Key Insight: Extending scene flow estimation from two frames to long sequences can be viewed as a point-level refinement of object tracking—combining the fine-grained motion estimation of scene flow with the long-term temporal modeling of object tracking.
Core Idea: End-to-end long-term point cloud scene flow estimation is achieved through three dedicated designs: iterative joint geometry-motion optimization to handle geometric variation, a spatiotemporal Transformer to infer occluded point positions, and an overlapping sliding window strategy to suppress error accumulation.

Method¶

Overall Architecture¶

PCSTracker takes a point cloud sequence \(\mathbf{S} = \{S_t\}_{t=1}^T\) (with \(N_t\) points per frame) and the initial coordinates \(P_{xyz}\) of \(N\) query points, and outputs the complete \(T \times N \times 3\) trajectory.

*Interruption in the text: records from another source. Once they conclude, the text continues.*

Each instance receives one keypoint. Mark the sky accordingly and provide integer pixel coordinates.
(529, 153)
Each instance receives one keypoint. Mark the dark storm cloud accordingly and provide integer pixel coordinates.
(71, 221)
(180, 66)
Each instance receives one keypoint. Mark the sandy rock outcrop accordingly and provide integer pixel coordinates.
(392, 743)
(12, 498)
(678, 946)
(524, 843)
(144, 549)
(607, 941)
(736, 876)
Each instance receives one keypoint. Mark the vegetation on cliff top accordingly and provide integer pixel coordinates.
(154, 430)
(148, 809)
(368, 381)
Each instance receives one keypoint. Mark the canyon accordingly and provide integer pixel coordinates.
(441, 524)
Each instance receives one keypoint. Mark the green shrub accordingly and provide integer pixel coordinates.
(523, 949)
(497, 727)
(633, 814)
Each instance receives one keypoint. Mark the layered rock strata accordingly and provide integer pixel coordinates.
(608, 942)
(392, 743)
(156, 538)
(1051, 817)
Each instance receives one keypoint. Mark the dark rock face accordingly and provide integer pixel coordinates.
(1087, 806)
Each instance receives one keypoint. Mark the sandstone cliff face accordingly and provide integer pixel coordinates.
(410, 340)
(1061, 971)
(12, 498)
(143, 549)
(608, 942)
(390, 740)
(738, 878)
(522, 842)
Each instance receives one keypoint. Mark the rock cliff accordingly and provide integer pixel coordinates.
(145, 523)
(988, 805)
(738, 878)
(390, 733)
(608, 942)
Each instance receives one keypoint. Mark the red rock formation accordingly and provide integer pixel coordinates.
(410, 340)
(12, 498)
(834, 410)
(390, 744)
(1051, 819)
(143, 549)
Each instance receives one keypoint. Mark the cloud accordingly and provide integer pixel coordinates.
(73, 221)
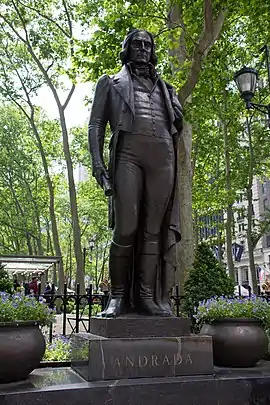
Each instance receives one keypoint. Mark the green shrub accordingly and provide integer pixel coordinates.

The pipeline consists of four steps: (1) PointConv feature extraction and KNN trajectory initialization; (2) Iterative Geometry-Motion Optimization (IGMO) to compute local geometric similarity and update trajectories; (3) Spatiotemporal Trajectory Update (STTU) to model global spatiotemporal dependencies and estimate residual motion; (4) overlapping sliding window inference for long sequences. The entire process is iterated \(K\) times.

Key Designs¶

Iterative Geometry-Motion Optimization Module (IGMO):
- Function: Explicitly models the temporal evolution of query point features to maintain reliable correspondences under dynamic geometric changes.
- Mechanism: At each iteration, the module computes local geometric similarity \(C_g^k\) between the current trajectory feature \(Q_{feat}^{k-1}\) and the precomputed feature map \(\mathbf{F}\). The top-M highest-correlation entries are selected to construct a truncated correlation volume. A dual-branch correlation module is employed: the point correlation branch selects KNN neighbors and aggregates similarity and relative position offsets \(C_{point}^k = \max(\text{MLP}(\text{concat}(C^k(\mathcal{N}_{M_k}), \mathcal{N}_{M_k} - Q_{xyz}^k)))\); the voxel correlation branch discretizes the local space into \(a \times a \times a\) cubes of varying sizes and averages point correlations within each sub-cube to build multi-scale long-range features \(C_{voxel}^{k,r}\). The two branches are fused to jointly update both motion and geometry features.
- Design Motivation: Unlike per-frame scene flow, query point geometry in long sequences changes substantially over time; accurate matching cannot be maintained without updating features. The dual-branch design simultaneously captures fine-grained local and long-range spatial correlations.
Spatiotemporal Point Trajectory Update Module (STTU):
- Function: Leverages broad temporal context to infer plausible positions of occluded points in intermediate frames, ensuring motion continuity.
- Mechanism: Motion tokens are first constructed by concatenating the fused correlation volume \(C_{fuse}^k\), trajectory feature \(Q_{feat}^{k-1}\), and sinusoidally encoded optical flow information into a motion feature, which is then combined with positional encoding \(\eta_p(Q_{xyz}^{k-1})\) and timestamp encoding \(\eta_t(t)\). The motion tokens are passed through \(2 \times M\) Transformer blocks with alternating inter-frame (temporal) and intra-frame (spatial) self-attention. A predictor \(\Psi\) then estimates residual motion and feature updates: \(({\Delta Q_{xyz}^k}, {\Delta Q_{feat}^k}) = \Psi(\mathbf{F}_{token}^o)\), which are accumulated onto the previous iteration's results.
- Design Motivation: Frequent occlusions severely ambiguate point correspondences. Jointly estimating the complete motion of all query points within the temporal window—rather than independently estimating frame by frame—enables the model to infer positions in invisible frames from sparse visible timesteps and maintain physical consistency.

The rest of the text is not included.